A criação das obras assenta na escuta das plantas (e outros seres) destes jardins, ambos no seio de rochas ígneas extrusivas (formadas pelo resfriamento do material expelido por erupções vulcânicas), o solo madeirense e a bacia de basalto que acolhe a EFL. O projeto propõe um reencontro sensível com o território e os seus ecossistemas, investigando os jardins como local de ligação à ancestralidade, de relação harmoniosa com o que é exterior aos humanos, contrária à narrativa dissociativa (Homem vs Natureza) que alimenta o extrativismo e consumismo do imperialismo capitalista e colonialista.
No Museu de História Natural do Funchal, o projeto materializa-se em cerca de 25 obras inéditas de pintura e desenho apresentadas nas duas salas de exposições temporárias. O trabalho desenvolvido assenta maioritariamente em suportes têxteis e na aplicação de processos de tinturaria natural, ativados a partir da investigação da coleção do algário e das plantas tintureiras e endémicas da costa norte da Madeira. Estas obras emergem de um diálogo sensível com a coleção científica e vegetal do Museu, convocando relações entre matéria, território e memória ecológica.
Complementando as exposições, um programa público de 6 oficinas (3 em cada local) proporcionará contacto com práticas artísticas, promovendo o acesso de crianças e jovens à criação. O programa será desenvolvido com apoio da Porta33, que tem um trabalho consolidado no envolvimento de jovens, particularmente oriundos de comunidades sensíveis.

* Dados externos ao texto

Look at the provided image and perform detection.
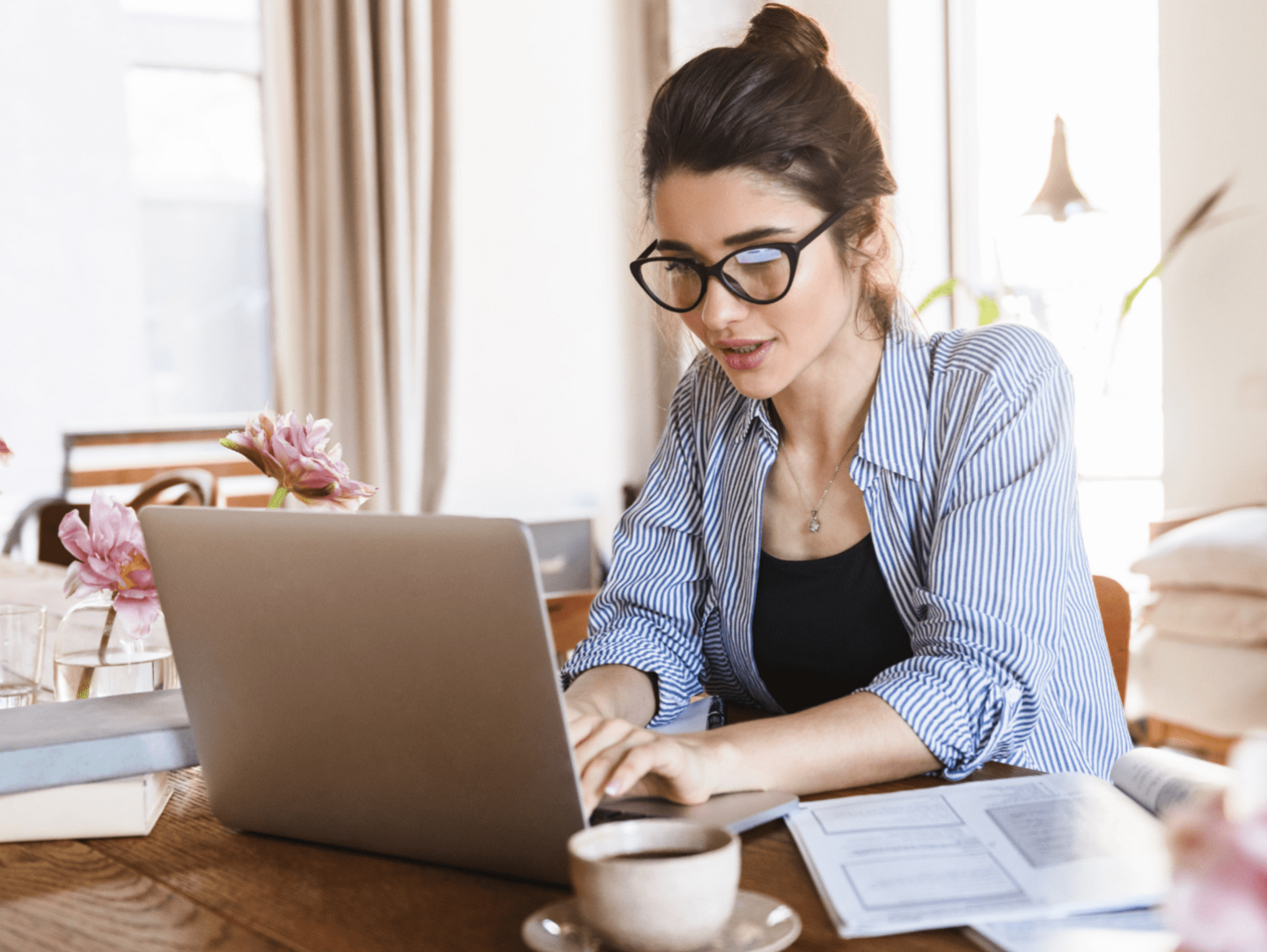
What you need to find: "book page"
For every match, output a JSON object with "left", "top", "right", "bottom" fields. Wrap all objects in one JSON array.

Para além do diálogo artístico, "O Murmúrio da Lava" propõe um intercâmbio entre a Madeira e o continente, explorando interseções entre património natural e cultural, história e contemporaneidade. Ao reforçar a mobilidade artística e a coesão territorial, o projeto valoriza o património e as infraestruturas culturais existentes, promovendo a descentralização da criação contemporânea. Com o apoio da DGARTES, o projeto constitui uma oportunidade para as artistas consolidarem o seu percurso e ampliarem a sua prática num esforço partilhado de experimentação, contaminação mútua e atuação comunitária.
Patente até 2 de maio de 2026.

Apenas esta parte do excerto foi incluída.